The Infectious Diseases Society of America (IDSA) and the Society for Healthcare Epidemiology of America (SHEA) have developed and published new guidelines on antibiotic stewardship in the journal Clinical Infectious Diseases.
Preauthorization of broad-spectrum antibiotics and prospective review after two or three days of treatment should form the cornerstone of antibiotic stewardship programs to ensure the right drug is prescribed at the right time for the right diagnosis. These are among the numerous recommendations included in new guidelines released by the Infectious Diseases Society of America (IDSA) and Society for Healthcare Epidemiology of America (SHEA) and published in the journal Clinical Infectious Diseases.

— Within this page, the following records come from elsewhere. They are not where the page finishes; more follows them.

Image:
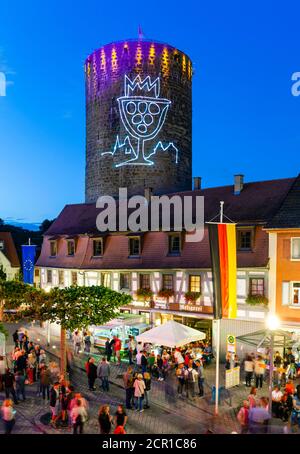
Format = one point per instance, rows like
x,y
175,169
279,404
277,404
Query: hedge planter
x,y
257,300
191,297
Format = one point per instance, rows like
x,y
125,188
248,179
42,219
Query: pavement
x,y
168,413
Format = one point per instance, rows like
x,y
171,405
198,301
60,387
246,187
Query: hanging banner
x,y
28,258
222,239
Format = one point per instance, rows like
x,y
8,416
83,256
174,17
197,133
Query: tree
x,y
78,307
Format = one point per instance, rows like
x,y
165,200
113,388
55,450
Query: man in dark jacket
x,y
92,374
16,338
21,363
108,349
9,381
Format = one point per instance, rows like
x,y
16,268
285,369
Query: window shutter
x,y
285,293
286,249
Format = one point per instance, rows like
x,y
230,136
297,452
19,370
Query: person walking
x,y
8,416
79,417
139,392
144,362
77,341
87,342
15,337
108,349
259,418
200,372
9,385
104,419
147,380
128,381
92,374
103,372
131,349
45,381
54,402
191,377
243,417
117,348
180,374
248,368
20,385
120,418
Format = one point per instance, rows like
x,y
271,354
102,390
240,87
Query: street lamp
x,y
272,323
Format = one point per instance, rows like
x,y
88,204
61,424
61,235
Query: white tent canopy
x,y
171,334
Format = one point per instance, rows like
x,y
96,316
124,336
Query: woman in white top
x,y
139,392
8,416
78,416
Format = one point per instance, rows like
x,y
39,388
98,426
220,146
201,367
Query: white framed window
x,y
295,248
295,294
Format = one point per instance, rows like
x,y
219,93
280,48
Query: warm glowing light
x,y
152,54
272,322
114,59
165,62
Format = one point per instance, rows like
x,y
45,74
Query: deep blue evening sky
x,y
245,118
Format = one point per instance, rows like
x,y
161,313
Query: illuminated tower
x,y
138,119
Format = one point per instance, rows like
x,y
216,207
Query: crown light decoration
x,y
143,114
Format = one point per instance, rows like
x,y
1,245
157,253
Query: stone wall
x,y
166,170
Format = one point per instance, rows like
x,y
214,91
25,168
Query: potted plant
x,y
191,297
145,293
256,300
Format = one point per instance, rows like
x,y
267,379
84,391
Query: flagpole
x,y
218,324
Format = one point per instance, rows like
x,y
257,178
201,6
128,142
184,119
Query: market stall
x,y
171,334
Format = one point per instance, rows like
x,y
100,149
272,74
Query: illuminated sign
x,y
143,118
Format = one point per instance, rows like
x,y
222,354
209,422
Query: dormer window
x,y
134,246
98,247
174,244
71,247
245,238
295,248
53,248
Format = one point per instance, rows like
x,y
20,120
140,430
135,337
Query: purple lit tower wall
x,y
138,119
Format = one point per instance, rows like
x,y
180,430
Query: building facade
x,y
138,119
284,239
74,253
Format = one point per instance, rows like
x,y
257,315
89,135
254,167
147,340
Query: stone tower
x,y
138,119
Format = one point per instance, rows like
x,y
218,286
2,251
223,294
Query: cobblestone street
x,y
168,414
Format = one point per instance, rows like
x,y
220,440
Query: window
x,y
145,281
61,277
195,284
105,279
71,247
74,277
257,286
296,294
49,276
125,280
245,239
134,246
167,281
174,244
295,246
53,248
97,248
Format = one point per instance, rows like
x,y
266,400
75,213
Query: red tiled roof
x,y
256,204
9,249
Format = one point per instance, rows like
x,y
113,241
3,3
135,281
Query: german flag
x,y
222,239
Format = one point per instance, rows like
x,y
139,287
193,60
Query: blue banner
x,y
28,257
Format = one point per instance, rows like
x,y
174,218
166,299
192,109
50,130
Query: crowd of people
x,y
255,413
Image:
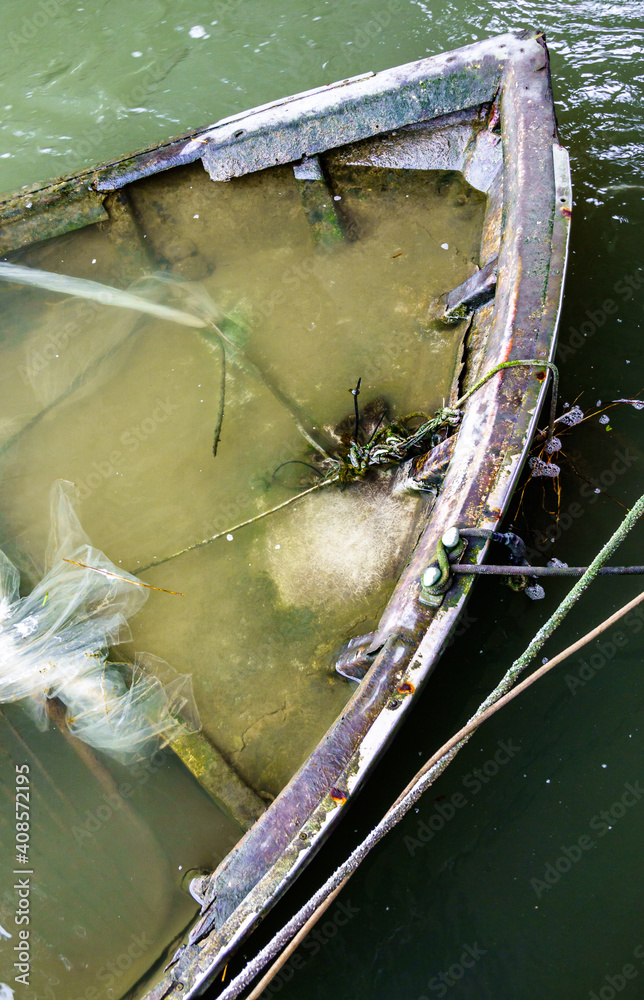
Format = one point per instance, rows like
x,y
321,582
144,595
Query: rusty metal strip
x,y
491,445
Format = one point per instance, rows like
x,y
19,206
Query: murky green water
x,y
468,904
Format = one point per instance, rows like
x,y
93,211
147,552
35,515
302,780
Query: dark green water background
x,y
82,82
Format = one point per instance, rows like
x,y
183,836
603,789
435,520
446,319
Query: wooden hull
x,y
431,105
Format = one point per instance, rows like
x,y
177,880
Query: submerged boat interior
x,y
354,287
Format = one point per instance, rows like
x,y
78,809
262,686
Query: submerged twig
x,y
126,579
355,393
110,296
228,531
387,446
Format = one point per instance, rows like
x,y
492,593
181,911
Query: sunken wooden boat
x,y
475,127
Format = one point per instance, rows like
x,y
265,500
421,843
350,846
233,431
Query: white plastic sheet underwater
x,y
54,644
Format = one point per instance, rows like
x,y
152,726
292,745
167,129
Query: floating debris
x,y
571,417
54,644
541,468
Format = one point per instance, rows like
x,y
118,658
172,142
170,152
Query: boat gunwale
x,y
517,335
517,396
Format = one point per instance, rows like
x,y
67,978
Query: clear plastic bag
x,y
54,644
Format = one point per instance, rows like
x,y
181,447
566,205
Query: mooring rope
x,y
434,767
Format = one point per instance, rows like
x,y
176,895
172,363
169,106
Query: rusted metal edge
x,y
501,418
280,132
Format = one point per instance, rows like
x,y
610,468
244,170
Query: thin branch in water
x,y
355,393
295,461
126,579
222,397
229,531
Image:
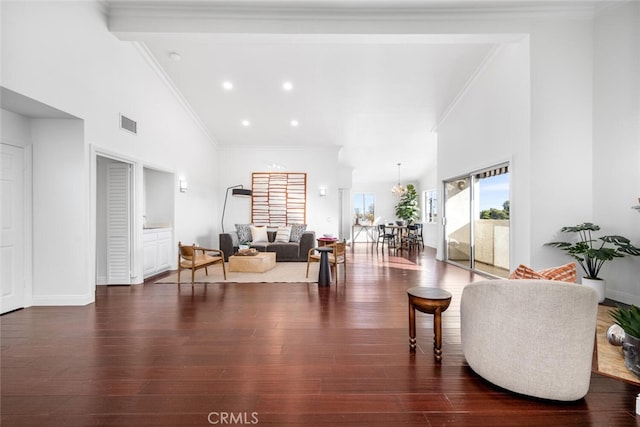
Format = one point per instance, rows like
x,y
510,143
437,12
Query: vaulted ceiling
x,y
361,79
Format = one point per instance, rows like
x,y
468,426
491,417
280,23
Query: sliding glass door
x,y
458,220
477,226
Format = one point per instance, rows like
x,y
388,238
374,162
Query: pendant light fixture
x,y
398,189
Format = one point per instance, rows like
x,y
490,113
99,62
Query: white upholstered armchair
x,y
533,337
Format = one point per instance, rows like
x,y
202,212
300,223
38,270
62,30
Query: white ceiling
x,y
378,96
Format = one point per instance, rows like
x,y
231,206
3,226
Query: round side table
x,y
431,301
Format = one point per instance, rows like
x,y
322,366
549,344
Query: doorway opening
x,y
477,220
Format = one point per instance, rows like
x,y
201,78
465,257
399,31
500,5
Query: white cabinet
x,y
157,250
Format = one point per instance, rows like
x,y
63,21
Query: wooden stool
x,y
431,301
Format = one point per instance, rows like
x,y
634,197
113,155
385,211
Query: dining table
x,y
399,231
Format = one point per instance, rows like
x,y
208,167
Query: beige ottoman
x,y
260,263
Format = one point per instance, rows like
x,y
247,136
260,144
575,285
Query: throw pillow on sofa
x,y
564,273
296,232
244,232
259,234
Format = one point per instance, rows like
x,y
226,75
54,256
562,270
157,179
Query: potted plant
x,y
629,320
407,208
592,253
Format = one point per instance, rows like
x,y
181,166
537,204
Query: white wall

“Initially, antibiotic stewardship was more focused on cost savings, and physicians responded negatively to that, because they often felt it was best to give patients the newest, most expensive drug. While these programs do save hospitals money, their most important benefit is that they improve patient outcomes and reduce the emergence of antibiotic resistance. When we say stewardship, we really mean stewardship, and increasingly, doctors are realizing it’s important and necessary.” – Tamar Barlam, MD, lead co-author of the guidelines, director of the antibiotic stewardship program at Boston Medical Center and associate professor of medicine at Boston University Medical School.
The new guidelines replace original, outdated guidelines focus instead on specific strategies that the evidence suggests are most beneficial to ensure the program will be effective and sustainable. They also note that it is key that these programs tailor interventions based on local issues, resources and expertise. To ensure this, the guidelines recommend the programs be led by physicians and pharmacists and rely on the expertise of infectious diseases specialists.